Animals -- dogs, cats, birds, canaries, cattle, horses, etc. -- have an innate sense of something wrong when an earthquake is about to move the earth or a volcano is going to blow. They know when the elements are gathering for a grand, and often destructive, display and they are nervous, restless, uncomfortable and anxious, acting contrary to their usually calm natures. They pace, can't sleep, can't settle down, can't focus on anything productive or on a more normal and natural action. They are disturbed emotionally, physically, mentally, psychically as they teeter on the event horizon.

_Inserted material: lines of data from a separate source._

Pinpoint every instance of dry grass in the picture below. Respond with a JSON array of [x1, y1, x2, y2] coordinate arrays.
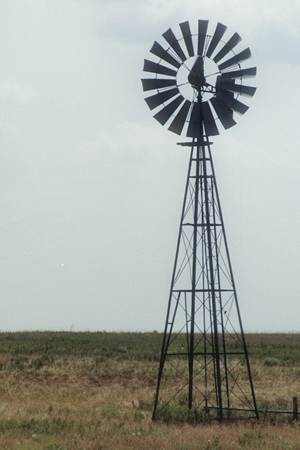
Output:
[[0, 357, 300, 450], [0, 330, 300, 450]]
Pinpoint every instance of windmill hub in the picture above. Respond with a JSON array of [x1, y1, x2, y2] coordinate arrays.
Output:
[[188, 56, 206, 91]]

I've felt the same way, restless, anxious, nervous and uncomfortable, and I'm not alone. Nearly everyone I talk to is feeling the same formless restlessness and anxiety. They're cranky, can't sleep, unfocused and unhappy and it has been going on for a while now. It reminds me of Egon explaining to Winston that if you look at normal psychokinetic energy as a Twinkie, the current buildup of psychokinetic energy would make the Twinkie 35 feet long and weighing approximately 600 pounds, but that's only in New York. That's a big Twinkie. Think about how big it would be if you measured the psychokinetic energy over the whole U.S. It would feed the world's starving for about 1000 years, providing you could keep it fresh that long.

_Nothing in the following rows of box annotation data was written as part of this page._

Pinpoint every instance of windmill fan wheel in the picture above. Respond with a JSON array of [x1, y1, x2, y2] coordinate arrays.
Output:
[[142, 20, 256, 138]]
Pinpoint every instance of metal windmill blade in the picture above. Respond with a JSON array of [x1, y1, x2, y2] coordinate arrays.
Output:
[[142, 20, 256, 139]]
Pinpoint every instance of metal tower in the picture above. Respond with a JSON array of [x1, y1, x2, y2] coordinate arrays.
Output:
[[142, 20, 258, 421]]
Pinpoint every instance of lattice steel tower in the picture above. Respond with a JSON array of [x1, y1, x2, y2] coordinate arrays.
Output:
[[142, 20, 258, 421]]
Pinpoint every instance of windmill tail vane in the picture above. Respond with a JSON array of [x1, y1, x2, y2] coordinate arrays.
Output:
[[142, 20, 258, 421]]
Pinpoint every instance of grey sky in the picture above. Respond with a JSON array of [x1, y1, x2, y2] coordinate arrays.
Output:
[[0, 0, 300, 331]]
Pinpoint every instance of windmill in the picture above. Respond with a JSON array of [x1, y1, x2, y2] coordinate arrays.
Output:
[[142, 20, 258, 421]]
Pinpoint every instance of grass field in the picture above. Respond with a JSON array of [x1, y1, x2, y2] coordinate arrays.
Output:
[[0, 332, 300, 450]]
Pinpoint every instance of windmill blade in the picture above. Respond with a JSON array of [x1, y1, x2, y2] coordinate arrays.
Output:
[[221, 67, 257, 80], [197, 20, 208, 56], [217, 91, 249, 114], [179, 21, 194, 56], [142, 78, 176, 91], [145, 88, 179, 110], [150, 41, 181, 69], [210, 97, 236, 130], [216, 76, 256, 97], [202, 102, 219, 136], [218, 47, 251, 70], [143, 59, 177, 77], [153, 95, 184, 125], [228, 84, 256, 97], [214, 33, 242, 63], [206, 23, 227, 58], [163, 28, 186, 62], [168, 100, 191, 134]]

When Lynn and I talked last night, she said she thought the restlessness began about a year ago. She may be right. As the event horizon moves closer, more and more people are affected. It finally caught up with me, or rather I can no longer find excuses for the restlessness I feel. I haven't been sleeping well for about a year, although there are periods in which I sleep for 6-7 hours at a time. I've blamed my intermittent insomnia on more physical causes when I should have been looking further afield. I do feel we are on the verge of some big blow-up and the aftermath will be worse than the levee failure in New Orleans or the devastating wake of Katrina and the worst tornado in recent memory. Something's coming and it won't be soft and squishy like a Twinkie.

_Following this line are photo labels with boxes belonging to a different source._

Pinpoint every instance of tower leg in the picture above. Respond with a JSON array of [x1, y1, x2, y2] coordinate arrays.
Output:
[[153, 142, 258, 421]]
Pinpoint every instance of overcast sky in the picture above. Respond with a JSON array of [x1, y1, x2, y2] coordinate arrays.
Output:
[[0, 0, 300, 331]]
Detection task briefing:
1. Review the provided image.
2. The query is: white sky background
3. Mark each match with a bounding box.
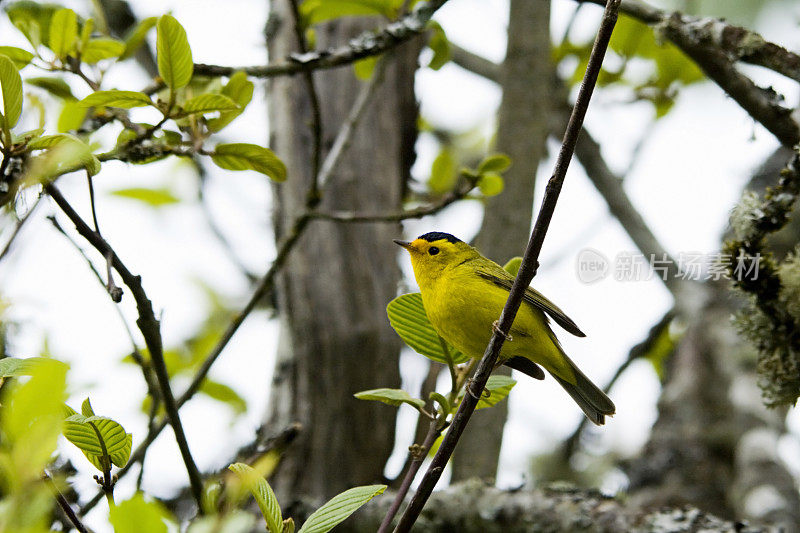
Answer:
[0,0,800,526]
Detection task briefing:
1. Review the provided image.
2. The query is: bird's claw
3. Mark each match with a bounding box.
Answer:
[492,320,514,342]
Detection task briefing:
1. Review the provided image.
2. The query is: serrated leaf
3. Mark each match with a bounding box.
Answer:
[119,17,158,60]
[111,187,180,207]
[0,55,22,130]
[156,15,194,91]
[28,133,78,150]
[0,357,67,378]
[80,89,153,109]
[386,292,469,364]
[428,147,458,194]
[228,463,283,533]
[353,389,425,409]
[211,143,286,181]
[108,492,172,533]
[206,71,255,132]
[478,172,505,196]
[81,37,125,65]
[0,354,67,478]
[81,398,95,416]
[0,46,34,70]
[197,378,247,414]
[181,94,239,115]
[48,9,78,59]
[56,100,89,133]
[459,375,517,409]
[299,485,386,533]
[25,77,76,100]
[64,408,133,471]
[300,0,402,26]
[478,154,511,174]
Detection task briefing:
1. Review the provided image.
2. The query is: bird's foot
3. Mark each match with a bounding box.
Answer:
[492,320,514,342]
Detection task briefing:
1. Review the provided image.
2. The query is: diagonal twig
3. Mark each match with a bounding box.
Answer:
[395,0,621,533]
[45,183,203,513]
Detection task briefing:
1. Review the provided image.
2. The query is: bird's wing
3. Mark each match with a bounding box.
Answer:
[478,266,586,337]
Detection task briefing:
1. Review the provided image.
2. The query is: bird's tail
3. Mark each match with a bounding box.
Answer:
[553,356,617,426]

Some of my friends are losing their jobs, being down sized and forced to take mandatory leave (cutting hours and days). That's never good, especially when other people are involved, like spouses and children. The fallout falls into two main categories. One category involves everyone working together to tighten belts and budget more carefully.
The other category involves the unaffected spouse blaming the affected spouse. How could you do this to me? What am I going to do? What did you do to get laid off, fired, have your hours cut? It's all about them and not about the spouse who just lost their jobs or had their hours cut. It never occurred to the unaffected spouse to consider cutting expenses or offering to help out, just blame the affected spouse for causing the problem.
No doubt rising unemployment is contributing to the anxiety and restlessness, but not all the people I know who experience this formless, nebulous disruption have lost their jobs or had their hours cut. It goes deeper than that and has much deeper roots. Whatever it is that has unsettled so much of this country's population, we should consider it the dead canary in the coal mine. Something's coming and it won't end with us drenched in torrents of warm melted marshmallow. We should hope to be so lucky.